A HEALTH union has claimed that plans to introduce more nursing support staff onto the county’s hospital wards will undermine patient care.

Unison representatives said the NHS roll out of the new nursing associates roles - intended to address a skills gap between health and care assistants and registered nurses - amounted to a ‘de-skilling operation’ in frontline health services.

Last month Oxford University Hospitals revealed plans to bring in more support roles, including nursing associates, to help plug frontline staffing gaps amid a chronic nursing shortage at the trust.

The trust said the move would provide valuable support to help nurses and other clinical staff prioritise patient care.

However communications officer for Oxfordshire UNISON Health branch Ian McKendrick said the move would result in fewer fully qualified nurses on hand to provide care for patients, and was being used as a means for health bosses to slash costs by bringing down agency bills.

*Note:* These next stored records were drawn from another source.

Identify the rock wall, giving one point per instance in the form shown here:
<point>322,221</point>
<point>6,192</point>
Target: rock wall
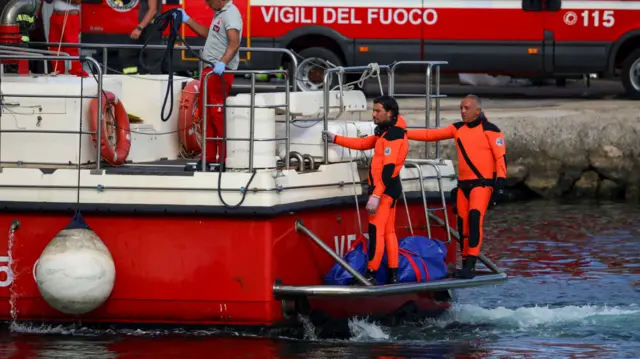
<point>582,150</point>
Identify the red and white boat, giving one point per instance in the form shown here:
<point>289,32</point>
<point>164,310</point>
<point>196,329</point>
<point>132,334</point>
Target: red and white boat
<point>246,247</point>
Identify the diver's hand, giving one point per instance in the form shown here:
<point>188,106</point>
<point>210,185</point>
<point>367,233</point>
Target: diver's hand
<point>330,136</point>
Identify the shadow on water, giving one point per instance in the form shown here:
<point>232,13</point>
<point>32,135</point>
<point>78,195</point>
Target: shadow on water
<point>573,292</point>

He said: “This won’t solve the national shortage of nurses, but if money is available to train nursing associates, why isn’t money being made available to fully train them to the current minimum standard required to be a registered nurse?

"We believe this is about slashing the wage bill to try to get nurses on the cheap, which puts patients at risk."

He also claimed money to employ nurses was instead being used to train the new band 4 nursing associates instead, which he said would impact on the numbers of fully trained nurses employed in hospitals.

Unison bosses are now calling on hospital chiefs to ensure nursing associates are not used in place of fully qualified nurses but instead in place of band 3 posts to drive the overall skill level up and 'not drive it down'.

Mr McKendrick added: "One solution to this mess is for nursing associates to be immediately enrolled in paid training to turn them into fully trained nurses.

"This way we have the numbers of fully trained nurses we need and skill levels and patient care in Oxfordshire’s hospitals is protected."

Oxford University Hospitals chief nurse, Sam Foster said in a statement in October: "Our support staff are highly valued in our organisation. They provide a range of skills and administrative and auxiliary support that frees up clinical colleagues to provide clinical care for our patients."